Подходя к Друзенгейму, я вновь упомянул Бетти. Мимоходом, небрежно и только в связи с музыкой. «О, — воскликнул Теодор, — вы тоже любите музыку?» Он очень громко расхохотался, передразнив немцев-меломанов, которые так часто обращаются друг к другу с этим вопросом.
Об обеде рассказывать не буду. Стрелки всегда несколько занудливы… В эпоху сестер Брион ему (я снова имею в виду Гёте!) было ровно столько лет, сколько мне. Ему стало чуть больше, когда он вернулся весной 1771 года и танцевал с Марией-Саломеей с двух часов пополудни и до полуночи с короткими «интермеццо» на еду и питье в зале сьера Амта-Шульца из Рёшвога… Вот так-то.

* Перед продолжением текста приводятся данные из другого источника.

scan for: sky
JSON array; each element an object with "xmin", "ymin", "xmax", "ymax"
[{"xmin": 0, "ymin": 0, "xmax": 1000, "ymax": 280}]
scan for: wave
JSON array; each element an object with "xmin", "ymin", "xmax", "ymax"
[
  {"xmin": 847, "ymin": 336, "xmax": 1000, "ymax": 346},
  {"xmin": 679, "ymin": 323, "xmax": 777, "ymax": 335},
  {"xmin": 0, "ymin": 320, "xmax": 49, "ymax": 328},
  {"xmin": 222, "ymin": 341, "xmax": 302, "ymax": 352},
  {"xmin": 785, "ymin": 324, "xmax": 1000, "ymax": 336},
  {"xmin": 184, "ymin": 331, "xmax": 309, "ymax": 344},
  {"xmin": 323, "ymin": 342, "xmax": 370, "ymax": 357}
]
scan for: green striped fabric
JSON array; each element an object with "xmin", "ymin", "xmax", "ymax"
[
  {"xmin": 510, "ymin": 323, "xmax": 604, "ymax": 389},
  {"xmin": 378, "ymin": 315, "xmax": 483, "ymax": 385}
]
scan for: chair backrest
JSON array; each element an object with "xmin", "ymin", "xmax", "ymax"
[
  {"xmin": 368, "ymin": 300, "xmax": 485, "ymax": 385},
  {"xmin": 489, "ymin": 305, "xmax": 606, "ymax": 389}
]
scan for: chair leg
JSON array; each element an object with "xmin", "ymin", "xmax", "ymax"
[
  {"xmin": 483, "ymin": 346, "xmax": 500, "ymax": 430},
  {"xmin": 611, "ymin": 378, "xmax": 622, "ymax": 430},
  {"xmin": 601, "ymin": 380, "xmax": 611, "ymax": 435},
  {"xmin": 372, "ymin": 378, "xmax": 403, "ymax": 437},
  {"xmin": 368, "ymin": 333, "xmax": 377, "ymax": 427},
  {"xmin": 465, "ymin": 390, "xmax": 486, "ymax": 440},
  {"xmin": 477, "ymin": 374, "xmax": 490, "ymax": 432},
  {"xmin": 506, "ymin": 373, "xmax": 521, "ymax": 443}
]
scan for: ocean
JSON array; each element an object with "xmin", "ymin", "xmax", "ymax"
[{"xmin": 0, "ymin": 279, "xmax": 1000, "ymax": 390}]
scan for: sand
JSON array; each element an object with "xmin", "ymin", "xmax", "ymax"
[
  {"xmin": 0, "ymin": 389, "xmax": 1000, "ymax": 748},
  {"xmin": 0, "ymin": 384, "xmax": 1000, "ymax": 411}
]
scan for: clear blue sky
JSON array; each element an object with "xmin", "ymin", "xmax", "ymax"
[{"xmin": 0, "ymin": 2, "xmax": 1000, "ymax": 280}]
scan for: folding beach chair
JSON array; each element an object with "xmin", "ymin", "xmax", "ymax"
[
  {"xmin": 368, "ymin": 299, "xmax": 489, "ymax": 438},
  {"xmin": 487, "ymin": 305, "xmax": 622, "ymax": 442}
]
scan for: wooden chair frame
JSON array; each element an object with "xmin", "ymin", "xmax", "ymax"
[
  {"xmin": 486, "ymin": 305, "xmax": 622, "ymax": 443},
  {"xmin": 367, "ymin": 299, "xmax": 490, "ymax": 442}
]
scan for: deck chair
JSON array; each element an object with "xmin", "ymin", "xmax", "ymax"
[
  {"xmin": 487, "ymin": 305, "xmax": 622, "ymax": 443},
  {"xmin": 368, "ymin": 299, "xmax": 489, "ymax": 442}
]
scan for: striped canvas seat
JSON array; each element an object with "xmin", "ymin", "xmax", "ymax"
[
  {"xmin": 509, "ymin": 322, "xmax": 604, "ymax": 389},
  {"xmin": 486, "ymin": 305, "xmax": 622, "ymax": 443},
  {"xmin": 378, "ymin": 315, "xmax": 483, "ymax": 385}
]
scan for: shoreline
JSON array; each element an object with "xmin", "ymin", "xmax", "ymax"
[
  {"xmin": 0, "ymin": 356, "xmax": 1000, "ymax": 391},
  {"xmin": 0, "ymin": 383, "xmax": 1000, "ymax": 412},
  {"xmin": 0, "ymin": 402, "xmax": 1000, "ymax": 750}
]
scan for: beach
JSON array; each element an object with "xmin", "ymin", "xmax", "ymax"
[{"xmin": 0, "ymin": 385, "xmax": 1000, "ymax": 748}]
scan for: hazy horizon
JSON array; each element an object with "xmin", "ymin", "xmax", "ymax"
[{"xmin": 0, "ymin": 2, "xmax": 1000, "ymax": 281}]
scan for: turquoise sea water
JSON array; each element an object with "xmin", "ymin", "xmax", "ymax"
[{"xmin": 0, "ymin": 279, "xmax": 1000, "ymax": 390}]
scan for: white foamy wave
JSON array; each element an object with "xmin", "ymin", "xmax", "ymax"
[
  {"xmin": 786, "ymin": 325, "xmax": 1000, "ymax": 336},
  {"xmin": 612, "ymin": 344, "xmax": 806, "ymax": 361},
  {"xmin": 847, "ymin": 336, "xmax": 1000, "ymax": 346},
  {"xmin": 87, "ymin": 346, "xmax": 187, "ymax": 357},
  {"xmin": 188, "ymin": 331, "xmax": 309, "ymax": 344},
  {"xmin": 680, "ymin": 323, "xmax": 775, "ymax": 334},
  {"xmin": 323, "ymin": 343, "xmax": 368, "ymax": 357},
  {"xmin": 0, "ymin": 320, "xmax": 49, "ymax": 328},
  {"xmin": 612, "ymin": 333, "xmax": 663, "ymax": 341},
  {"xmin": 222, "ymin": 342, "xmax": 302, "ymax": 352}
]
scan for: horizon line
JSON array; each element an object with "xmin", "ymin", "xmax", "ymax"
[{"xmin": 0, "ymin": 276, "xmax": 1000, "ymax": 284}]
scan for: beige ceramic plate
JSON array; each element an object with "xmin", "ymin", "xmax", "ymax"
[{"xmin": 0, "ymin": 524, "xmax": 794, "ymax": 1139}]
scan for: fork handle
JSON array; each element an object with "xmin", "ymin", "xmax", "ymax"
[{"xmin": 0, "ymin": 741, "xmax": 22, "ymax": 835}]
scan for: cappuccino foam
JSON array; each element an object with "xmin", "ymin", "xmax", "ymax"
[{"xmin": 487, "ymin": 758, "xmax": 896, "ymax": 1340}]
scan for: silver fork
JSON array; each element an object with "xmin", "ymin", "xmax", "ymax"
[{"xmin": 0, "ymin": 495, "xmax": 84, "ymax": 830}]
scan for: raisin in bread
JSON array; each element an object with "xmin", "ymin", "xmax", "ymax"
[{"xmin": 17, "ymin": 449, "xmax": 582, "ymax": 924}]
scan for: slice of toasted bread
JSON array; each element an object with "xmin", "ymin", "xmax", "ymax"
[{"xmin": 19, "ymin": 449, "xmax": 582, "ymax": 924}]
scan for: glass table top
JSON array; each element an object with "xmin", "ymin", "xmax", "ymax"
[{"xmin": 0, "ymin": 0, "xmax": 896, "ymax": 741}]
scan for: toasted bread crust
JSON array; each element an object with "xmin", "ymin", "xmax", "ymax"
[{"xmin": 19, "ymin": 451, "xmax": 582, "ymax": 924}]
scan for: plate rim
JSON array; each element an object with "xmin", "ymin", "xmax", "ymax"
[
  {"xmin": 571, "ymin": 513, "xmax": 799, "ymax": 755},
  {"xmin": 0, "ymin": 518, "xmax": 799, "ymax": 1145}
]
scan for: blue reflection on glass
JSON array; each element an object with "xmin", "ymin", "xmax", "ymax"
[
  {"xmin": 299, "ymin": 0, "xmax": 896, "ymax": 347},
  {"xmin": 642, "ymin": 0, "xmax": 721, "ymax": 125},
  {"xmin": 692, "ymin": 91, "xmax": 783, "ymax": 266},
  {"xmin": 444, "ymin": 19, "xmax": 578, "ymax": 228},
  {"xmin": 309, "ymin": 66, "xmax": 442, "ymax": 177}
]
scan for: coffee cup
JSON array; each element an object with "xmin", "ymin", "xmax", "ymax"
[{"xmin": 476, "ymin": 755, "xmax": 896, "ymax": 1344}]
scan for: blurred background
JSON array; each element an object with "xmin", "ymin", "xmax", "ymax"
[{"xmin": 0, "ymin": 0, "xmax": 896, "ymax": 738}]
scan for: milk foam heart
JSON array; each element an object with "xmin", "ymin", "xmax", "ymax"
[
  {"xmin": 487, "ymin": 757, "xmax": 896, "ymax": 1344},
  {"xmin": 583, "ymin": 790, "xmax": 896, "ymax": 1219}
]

Но кто знает? Сделав блистательную карьеру и став государственным мужем, прозанимавшись тридцать семь лет самыми разнообразными материями, может, он и вспоминал иногда дочку пастора Бриона, младшую… Она по-прежнему жила в Зезенгейме и, когда Беттина Брентано приехала навестить его в 1808 году, была старой девой пятидесяти трех или четырех лет, эта самая Фридерика… Умерла она, так и не побывав замужем, два года спустя после того, как Беттина стала фон Арним и великий поэт выставил ее за дверь вместе с верзилой Ахимом. Und doch, welch Gl"uck geliebt zu werden… Какое счастье быть любимым! Ах!
VI
Он гоняется за фактами неуклюже, словно новичок-конькобежец, который, к тому же, вздумал учиться в неположенном месте.
Франц Кафка
Мы с Бетти поссорились. Подумать только. Из-за фон дер Гольца. И говорили-то совсем о другом, а как он вышел в герои дня — так выразился бы месье Б. из Людвигсфесте, — понятия не имею. Однако вышел. Под звуки Иоганна Себастьяна Баха. Потому что, понятное дело, «Карнавалом» Бетти была сыта по самые свои очаровательные ушки. Я еще не говорил, что ушки у нее очаровательные? Пока разговор шел о Баварском королевстве и о том, что мы подожгли его шведской спичкой, куда ни шло, тем более что конфликт давным-давно в прошлом и ничуть не оправдывает поведение немцев-захватчиков во Франции в последние годы, так что я был вполне согласен признать ответственность за пылающее Баварское королевство, выразить сожаление, сказать, что склонен считать все это не отвлекающим маневром или нечестной игрой, а скорее несчастным случаем, вроде крушения «Лузитании»… Что же касается фон дер Гольца, то о нем я думал именно то, что думал каждый молодой француз в конце 1918 года. Так что мне было более чем странно услышать, что фон дер Гольц — да быть того не может, полноте! — что фон дер Гольц герой! Героями на этом историческом отрезке я был сыт по горло, еще больше, чем мадемуазель Бетти «Карнавалом». Я еще мог принять какого-нибудь безымянного героя. Бедного парня. Но тех, о которых пишут в газетах, — извините! Даже на счет Гинмера[116], уж на что, казалось бы, ангел, был не прочь позлословить. А уж фон дер Гольц! Правда, когда я размышляю о нем теперь… нет, не то чтобы задним числом я так уж им восхищался… немецких авиаторов я совсем не знаю, нас приучили видеть в них не столько доблестных воинов, сколько поджигателей… хотя я мог бы сообразить, что для соотечественников авиатор… Но уж фон дер Гольц! Достаточно вспомнить турок! Одни турки чего стоят! Немец, который вмешивается в турецкие дела, героем быть не может! Ну и так далее. Мадемуазель Книпперле весьма ехидно сообщила мне, что я националист. Что?! Меня в чем угодно можно упрекнуть, но в этом?! Ну нет! Не веря, что наши извечные и наследственные враги не отрубают младенцам руки, я уже почитал себя свободомыслящим. И, между нами говоря, находил, что Ромен Роллан, пожалуй, слишком чувствителен. Реймсского собора, конечно, жаль, но война есть война. Я согласен, лучше бы его не взрывали, но уж если так случилось… А вот что касается фон дер Гольца…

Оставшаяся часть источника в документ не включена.